5. Evidence of commercial impact — reported sales decline and market reaction
Analyses from June–July 2025 connected the rebrand to sharp sales declines in Europe and damage to Jaguar’s core customer base, with one piece citing a dramatic 98% collapse figure as part of a broader narrative of strategic missteps. These commercial indicators were used to justify the agency review and to explain why Jaguar sought new creative leadership. While numerical claims vary by piece, the consensus across outlets is that the rebrand coincided with meaningful negative market reaction, though causality attribution remains debated among commentators [4] [6].
6. Jaguar’s public stance and defense of the rebrand
Jaguar’s leadership publicly defended the rebranding strategy, emphasizing the need to polarize and attract new audiences, framing the change as purposeful rather than accidental. Statements from management in August 2025 reiterated commitment to the strategy despite backlash, suggesting internal alignment on objectives even as the company evaluated its creative partners.
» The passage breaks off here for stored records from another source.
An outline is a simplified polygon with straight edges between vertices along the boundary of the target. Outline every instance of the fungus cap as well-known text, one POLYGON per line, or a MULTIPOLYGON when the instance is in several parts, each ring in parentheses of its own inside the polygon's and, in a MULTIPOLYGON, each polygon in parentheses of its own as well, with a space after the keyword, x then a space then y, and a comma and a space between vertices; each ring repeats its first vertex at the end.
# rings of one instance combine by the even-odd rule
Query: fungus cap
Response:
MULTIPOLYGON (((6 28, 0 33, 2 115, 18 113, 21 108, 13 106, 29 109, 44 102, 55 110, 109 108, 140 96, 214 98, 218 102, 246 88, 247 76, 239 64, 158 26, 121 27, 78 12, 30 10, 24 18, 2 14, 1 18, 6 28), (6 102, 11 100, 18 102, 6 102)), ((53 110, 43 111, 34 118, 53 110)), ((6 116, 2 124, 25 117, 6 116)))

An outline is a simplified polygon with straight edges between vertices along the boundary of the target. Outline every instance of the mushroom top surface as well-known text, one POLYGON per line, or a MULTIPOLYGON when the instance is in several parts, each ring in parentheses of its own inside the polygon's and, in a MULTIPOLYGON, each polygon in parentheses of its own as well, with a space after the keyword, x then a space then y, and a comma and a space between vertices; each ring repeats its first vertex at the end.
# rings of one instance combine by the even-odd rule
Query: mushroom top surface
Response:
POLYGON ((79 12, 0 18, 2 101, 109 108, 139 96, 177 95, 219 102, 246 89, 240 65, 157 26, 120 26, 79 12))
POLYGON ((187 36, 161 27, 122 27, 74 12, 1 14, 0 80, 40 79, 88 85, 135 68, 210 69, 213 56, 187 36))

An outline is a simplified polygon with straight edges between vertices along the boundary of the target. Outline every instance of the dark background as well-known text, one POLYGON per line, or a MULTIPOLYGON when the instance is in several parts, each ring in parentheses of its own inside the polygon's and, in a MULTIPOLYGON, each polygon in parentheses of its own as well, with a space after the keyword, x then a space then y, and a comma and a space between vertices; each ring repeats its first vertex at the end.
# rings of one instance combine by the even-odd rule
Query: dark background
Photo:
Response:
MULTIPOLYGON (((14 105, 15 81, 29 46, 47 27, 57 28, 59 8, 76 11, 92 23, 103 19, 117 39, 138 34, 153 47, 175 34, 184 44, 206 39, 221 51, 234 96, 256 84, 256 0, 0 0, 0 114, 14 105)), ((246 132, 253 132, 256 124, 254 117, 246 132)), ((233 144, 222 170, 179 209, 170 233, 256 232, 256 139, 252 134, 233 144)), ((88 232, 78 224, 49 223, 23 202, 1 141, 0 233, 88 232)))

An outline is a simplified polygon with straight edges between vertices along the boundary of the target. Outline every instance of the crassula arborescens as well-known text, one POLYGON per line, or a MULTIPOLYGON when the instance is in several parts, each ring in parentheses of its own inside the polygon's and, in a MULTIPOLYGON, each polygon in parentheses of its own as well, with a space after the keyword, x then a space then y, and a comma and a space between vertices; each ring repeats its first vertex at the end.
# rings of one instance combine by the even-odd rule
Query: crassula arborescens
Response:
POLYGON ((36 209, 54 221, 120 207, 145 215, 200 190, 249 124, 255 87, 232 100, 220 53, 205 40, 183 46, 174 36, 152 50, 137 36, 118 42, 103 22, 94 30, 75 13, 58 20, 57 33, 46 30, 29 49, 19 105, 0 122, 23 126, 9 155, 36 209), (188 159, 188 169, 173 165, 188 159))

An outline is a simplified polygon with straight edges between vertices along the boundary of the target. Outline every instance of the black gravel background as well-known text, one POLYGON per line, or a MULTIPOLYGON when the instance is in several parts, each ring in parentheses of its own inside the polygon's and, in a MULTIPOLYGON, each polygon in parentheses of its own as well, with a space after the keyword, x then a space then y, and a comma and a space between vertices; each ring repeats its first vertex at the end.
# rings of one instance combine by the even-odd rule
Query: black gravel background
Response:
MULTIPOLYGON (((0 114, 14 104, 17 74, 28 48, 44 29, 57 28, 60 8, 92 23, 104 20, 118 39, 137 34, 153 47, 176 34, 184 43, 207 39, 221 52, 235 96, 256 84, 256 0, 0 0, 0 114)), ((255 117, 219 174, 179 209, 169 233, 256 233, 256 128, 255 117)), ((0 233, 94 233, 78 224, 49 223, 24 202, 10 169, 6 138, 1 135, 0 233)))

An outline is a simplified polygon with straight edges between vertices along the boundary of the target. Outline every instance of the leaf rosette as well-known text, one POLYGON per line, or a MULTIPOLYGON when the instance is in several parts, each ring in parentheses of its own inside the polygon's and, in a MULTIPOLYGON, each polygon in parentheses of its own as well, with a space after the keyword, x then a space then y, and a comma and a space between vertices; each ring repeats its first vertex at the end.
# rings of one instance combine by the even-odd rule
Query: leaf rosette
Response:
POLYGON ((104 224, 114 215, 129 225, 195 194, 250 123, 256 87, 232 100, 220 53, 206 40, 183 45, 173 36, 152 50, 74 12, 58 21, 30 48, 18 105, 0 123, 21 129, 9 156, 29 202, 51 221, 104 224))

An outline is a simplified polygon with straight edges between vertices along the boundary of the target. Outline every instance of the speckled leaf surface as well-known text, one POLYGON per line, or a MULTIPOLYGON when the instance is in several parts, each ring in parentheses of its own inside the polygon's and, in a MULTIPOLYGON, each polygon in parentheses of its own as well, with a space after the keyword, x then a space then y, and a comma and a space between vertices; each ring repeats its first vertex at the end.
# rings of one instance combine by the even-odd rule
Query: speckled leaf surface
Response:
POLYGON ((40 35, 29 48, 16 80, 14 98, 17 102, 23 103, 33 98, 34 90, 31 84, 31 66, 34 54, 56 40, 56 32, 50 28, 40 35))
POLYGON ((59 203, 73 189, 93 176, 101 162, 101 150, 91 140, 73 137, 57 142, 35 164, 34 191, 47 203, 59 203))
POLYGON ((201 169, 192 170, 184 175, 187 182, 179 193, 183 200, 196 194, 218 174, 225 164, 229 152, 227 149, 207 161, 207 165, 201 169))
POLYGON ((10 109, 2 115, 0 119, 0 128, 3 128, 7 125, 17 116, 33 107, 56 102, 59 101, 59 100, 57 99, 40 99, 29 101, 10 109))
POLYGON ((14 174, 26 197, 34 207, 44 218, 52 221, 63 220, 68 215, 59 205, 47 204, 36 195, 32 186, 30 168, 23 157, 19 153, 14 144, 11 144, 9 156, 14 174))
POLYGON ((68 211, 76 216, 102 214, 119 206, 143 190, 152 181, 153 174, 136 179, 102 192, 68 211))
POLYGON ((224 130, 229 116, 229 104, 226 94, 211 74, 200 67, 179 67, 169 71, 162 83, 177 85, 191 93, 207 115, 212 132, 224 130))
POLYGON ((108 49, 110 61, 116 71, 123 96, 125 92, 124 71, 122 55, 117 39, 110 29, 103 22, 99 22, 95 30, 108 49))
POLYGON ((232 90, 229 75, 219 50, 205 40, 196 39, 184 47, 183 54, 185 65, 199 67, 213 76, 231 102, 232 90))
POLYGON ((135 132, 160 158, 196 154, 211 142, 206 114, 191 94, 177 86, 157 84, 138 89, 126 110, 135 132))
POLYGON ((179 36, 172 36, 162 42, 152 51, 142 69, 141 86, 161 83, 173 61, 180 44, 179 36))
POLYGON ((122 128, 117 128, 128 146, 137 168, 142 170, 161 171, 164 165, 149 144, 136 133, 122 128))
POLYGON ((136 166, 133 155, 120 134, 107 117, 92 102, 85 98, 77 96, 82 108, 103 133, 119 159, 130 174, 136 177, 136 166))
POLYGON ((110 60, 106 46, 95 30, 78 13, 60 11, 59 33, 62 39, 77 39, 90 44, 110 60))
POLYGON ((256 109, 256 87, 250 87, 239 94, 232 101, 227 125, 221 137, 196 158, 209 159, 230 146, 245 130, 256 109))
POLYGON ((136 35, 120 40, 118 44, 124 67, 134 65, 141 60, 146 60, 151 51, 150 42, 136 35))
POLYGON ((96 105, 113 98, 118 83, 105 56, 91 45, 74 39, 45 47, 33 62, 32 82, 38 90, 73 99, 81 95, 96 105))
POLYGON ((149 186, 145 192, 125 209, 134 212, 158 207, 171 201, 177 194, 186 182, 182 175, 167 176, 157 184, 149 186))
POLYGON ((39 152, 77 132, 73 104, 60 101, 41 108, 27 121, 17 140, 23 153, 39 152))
This defense complicates narratives of an immediate agency sacking: Jaguar signaled willingness to persist with the concept while nonetheless reviewing the agency responsible for producing the campaign [5] [1].
7. Media framing, agendas, and what might be omitted
Coverage exhibits competing framings: some outlets emphasize a “woke” cultural critique and mockery of aesthetics, while industry analysis centers on strategic brand missteps and operational consequences. Business-oriented pieces focus on sales data and account reviews, cultural critiques foreground perceived tone and visuals. Missing from the reported excerpts are contractual details, internal agency-client communications, and an independent audit of sales drivers — key information that would confirm whether the review led to an actual firing or was a reputational maneuver [2] [6].
8. Bottom line — what is supported and what remains unresolved
The supported facts: Jaguar’s 2024 rebrand generated intense backlash; Jaguar reviewed its advertising account in mid‑2025; Accenture Song was publicly identified as the agency involved; Jaguar defended the strategy even while assessing agency options. What remains unresolved by the cited reporting is a formal, documented firing or contract termination of Accenture Song. To conclusively state “Jaguar has fired the ad agency” requires direct evidence of contract termination or corporate confirmation beyond the account-review coverage provided here [1] [3] [5].